Le indagini. Si deve fare luce sulla «tragedia» e «i magistrati meritano rispetto per l'impegno che stanno svolgendo», ha sottolineato con forza Napolitano, rinnovando «solidarietà affettuosa» ai parenti e ai familiari delle vittime ed esprimendo «senso di ammirazione» per «gli abitanti del Giglio, le autorità locali, i cittadini e la straordinaria rappresentanza delle forze dell'ordine per quello che hanno fatto e per quello che continueranno a fare per evitare il peggio». A Grosseto, intanto, l'ultimo tassello che è andato ad aggiungersi al materiale dell'inchiesta sul disastro è il video-shock trasmesso in esclusiva dal Tg5. Immagini che mostrano gli attimi dopo la collisione vissuti all'interno della plancia di comando. I pm, coordinati dal procuratore capo Francesco Verusio, stanno ascoltando da settimane ufficiali, testimoni, personale di bordo e manager della Costa, per completare il quadro indiziario.

La rotta sbagliata. Se la posizione del comandante finito su giornali e tv di tutto il mondo per aver abbandonato la nave con ancora decine di passeggeri a bordo deve ancora essere definita nel dettaglio dalle indagini, sulla rotta della Costa Concordia (video) e sull'allarme dato con netto ritardo non ci sono dubbi (la ricostruzione). La nave è passata a meno di due miglia dall'Isola. La collisione è avvenuta alle 21,45. Schettino ha dichiarato il "distress" (in gergo, la richiesta di aiuto) alle 22,34. E l'abbandono nave alle 22,58.
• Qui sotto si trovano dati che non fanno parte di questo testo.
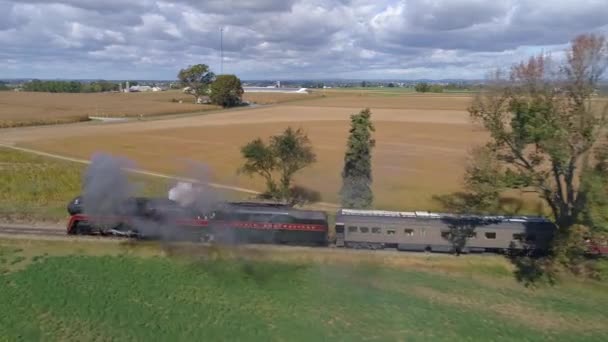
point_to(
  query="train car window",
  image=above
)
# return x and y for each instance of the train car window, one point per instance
(518, 236)
(282, 219)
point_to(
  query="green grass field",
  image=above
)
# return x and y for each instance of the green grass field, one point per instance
(101, 291)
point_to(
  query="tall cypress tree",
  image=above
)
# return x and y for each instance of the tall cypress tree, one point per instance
(356, 189)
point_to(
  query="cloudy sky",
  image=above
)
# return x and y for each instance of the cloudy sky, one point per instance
(285, 39)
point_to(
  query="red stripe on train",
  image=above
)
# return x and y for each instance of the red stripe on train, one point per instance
(272, 226)
(205, 223)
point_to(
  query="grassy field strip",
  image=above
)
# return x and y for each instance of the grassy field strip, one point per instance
(140, 292)
(150, 173)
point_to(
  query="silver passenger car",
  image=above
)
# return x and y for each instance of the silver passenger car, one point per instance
(425, 231)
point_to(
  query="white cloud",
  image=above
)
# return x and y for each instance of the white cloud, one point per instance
(284, 38)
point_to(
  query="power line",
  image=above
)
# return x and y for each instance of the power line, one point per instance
(221, 50)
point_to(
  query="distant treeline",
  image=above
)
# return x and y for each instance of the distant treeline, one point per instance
(440, 88)
(70, 86)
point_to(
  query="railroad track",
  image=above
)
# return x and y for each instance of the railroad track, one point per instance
(13, 230)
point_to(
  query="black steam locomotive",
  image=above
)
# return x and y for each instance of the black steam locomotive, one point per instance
(231, 222)
(251, 222)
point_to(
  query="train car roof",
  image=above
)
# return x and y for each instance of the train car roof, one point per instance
(271, 209)
(392, 215)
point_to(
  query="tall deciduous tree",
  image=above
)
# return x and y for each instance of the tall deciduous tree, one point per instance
(226, 91)
(545, 129)
(356, 189)
(277, 162)
(197, 79)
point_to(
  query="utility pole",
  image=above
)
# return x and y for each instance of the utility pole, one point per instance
(221, 50)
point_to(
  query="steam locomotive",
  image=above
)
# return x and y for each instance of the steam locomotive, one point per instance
(254, 222)
(230, 222)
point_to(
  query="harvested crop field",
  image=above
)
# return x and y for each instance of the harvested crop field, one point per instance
(399, 101)
(31, 108)
(24, 108)
(420, 152)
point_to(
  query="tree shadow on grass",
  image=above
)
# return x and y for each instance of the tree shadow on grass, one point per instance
(533, 271)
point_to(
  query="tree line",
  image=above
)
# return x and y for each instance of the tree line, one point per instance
(548, 135)
(70, 86)
(201, 82)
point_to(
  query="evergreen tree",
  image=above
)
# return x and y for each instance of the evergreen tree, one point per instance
(356, 189)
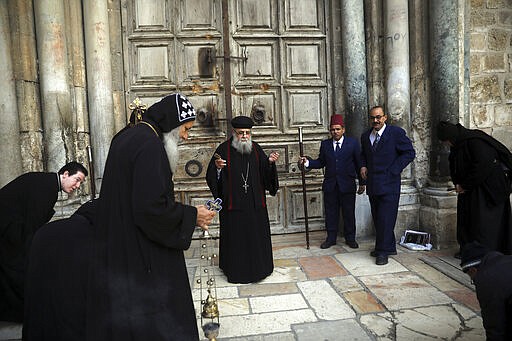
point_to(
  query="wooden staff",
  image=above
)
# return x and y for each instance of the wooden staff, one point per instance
(91, 173)
(303, 173)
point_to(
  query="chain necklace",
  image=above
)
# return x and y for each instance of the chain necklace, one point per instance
(245, 185)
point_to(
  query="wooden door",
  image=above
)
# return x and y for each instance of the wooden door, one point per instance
(279, 69)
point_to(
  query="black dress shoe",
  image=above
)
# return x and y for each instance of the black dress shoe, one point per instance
(374, 253)
(381, 260)
(327, 244)
(352, 244)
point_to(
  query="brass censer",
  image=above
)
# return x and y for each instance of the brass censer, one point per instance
(210, 309)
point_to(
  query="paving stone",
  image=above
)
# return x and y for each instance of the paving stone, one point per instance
(286, 262)
(230, 307)
(268, 289)
(301, 251)
(325, 301)
(220, 293)
(431, 322)
(380, 325)
(284, 275)
(265, 323)
(466, 297)
(277, 303)
(436, 278)
(464, 312)
(362, 264)
(363, 302)
(404, 290)
(330, 331)
(321, 267)
(266, 337)
(346, 283)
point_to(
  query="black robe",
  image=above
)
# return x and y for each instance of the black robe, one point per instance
(138, 281)
(483, 210)
(245, 247)
(494, 291)
(26, 204)
(57, 274)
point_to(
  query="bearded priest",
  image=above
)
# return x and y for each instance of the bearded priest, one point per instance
(239, 173)
(138, 286)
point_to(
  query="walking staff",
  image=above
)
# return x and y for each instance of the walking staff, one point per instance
(303, 174)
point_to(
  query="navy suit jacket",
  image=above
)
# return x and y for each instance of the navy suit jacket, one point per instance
(385, 164)
(342, 168)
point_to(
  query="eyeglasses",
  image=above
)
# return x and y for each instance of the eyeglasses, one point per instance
(243, 132)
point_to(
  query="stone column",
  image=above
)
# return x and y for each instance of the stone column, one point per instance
(396, 51)
(21, 16)
(99, 82)
(438, 212)
(354, 51)
(444, 70)
(374, 58)
(397, 106)
(116, 52)
(78, 79)
(421, 126)
(55, 82)
(10, 153)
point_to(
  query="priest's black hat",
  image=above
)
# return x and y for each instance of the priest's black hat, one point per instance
(243, 122)
(170, 112)
(472, 254)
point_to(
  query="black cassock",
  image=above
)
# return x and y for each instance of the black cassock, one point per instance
(138, 282)
(245, 247)
(483, 210)
(26, 204)
(57, 274)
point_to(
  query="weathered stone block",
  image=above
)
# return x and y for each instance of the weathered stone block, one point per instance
(477, 3)
(504, 135)
(482, 116)
(494, 62)
(474, 63)
(503, 115)
(507, 90)
(478, 41)
(497, 39)
(482, 19)
(494, 3)
(485, 90)
(505, 18)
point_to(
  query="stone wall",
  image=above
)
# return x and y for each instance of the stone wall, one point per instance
(491, 68)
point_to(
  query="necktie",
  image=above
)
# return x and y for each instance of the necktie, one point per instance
(377, 139)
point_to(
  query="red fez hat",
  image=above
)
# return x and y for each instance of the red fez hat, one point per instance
(337, 119)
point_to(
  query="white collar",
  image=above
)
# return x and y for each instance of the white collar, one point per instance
(380, 132)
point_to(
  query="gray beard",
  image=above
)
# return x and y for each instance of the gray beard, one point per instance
(171, 141)
(242, 147)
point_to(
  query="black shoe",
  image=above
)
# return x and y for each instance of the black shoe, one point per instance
(374, 253)
(381, 260)
(327, 244)
(352, 244)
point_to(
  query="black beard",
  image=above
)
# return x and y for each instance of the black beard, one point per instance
(171, 141)
(244, 147)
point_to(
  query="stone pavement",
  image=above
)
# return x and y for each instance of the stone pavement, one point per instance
(340, 294)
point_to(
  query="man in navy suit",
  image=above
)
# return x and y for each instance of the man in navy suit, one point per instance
(340, 155)
(386, 151)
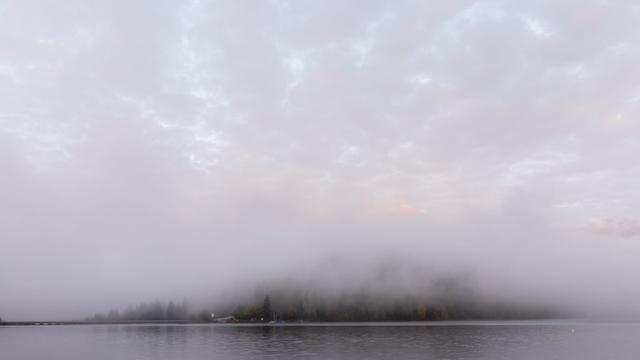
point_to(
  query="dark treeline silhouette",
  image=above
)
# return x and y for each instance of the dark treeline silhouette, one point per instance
(444, 298)
(154, 311)
(362, 308)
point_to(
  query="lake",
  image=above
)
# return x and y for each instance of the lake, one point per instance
(451, 340)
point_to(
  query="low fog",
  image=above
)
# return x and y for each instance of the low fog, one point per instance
(157, 150)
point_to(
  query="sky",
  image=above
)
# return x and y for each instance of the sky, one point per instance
(167, 149)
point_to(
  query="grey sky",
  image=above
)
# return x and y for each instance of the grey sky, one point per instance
(164, 148)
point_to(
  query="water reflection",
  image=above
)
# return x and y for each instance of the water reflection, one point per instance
(493, 341)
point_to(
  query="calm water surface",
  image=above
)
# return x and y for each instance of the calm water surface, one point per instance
(476, 340)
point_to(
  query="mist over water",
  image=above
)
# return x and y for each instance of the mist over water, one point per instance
(199, 150)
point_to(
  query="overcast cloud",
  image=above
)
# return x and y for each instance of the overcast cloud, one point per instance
(156, 149)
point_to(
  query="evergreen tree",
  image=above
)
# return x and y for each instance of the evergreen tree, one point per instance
(266, 309)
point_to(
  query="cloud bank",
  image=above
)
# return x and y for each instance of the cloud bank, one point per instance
(155, 148)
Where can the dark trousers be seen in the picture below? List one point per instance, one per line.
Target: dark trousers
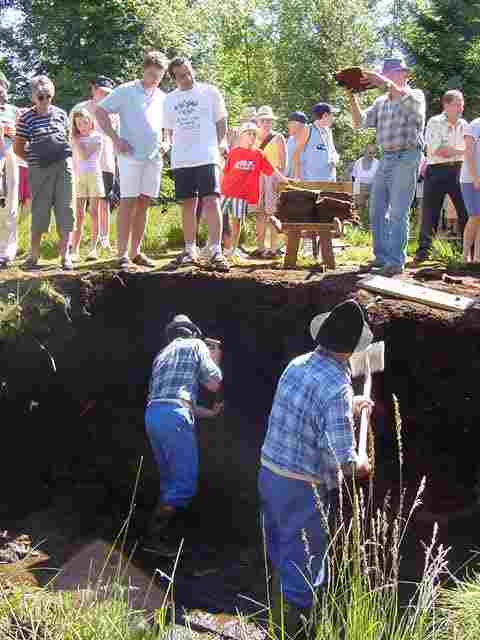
(440, 180)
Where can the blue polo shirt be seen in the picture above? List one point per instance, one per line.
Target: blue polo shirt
(141, 118)
(310, 429)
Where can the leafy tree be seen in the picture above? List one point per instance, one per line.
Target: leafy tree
(443, 39)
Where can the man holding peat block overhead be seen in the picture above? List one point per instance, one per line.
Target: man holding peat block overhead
(310, 441)
(399, 119)
(185, 363)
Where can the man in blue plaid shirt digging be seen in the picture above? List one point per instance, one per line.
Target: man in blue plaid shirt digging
(179, 369)
(309, 442)
(399, 119)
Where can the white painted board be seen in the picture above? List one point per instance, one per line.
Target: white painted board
(416, 293)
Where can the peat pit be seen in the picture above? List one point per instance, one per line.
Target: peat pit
(72, 439)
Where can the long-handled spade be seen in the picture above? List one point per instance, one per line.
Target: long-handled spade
(365, 364)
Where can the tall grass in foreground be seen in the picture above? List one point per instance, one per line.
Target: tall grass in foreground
(362, 599)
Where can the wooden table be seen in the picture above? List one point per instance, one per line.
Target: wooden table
(324, 231)
(294, 231)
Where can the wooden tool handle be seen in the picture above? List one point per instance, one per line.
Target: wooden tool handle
(365, 419)
(363, 436)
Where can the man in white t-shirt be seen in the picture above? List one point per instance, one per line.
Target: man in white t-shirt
(9, 179)
(100, 88)
(363, 173)
(196, 117)
(140, 148)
Il comandante Schettino. Oggi il capitano della Costa Concordia, la cui telefonata con il comandante della Capitaneria di Porto di Livorno Gregorio De Falco (ascolta) gli è valsa critiche e sfottò in tutto il pianeta, si trova agli arresti domiciliari. Il tribunale del riesame di Firenze ha confermato la misura pochi giorni fa, respingendo i ricorsi della procura di Grosseto, che chiedeva la conferma del carcere. E' indagato insieme al primo ufficiale di coperta Ciro Ambrosio per i reati di disastro e omicidio colposo. E se Schettino incarna la figura dell'antieroe nella vicenda della Costa Concordia, tanti sono i protagonisti, pavidi e coraggiosi, lupi di mare e soccorritori, vittime e inquirenti che cercano i loro carnefici. C'è anche una ballerina.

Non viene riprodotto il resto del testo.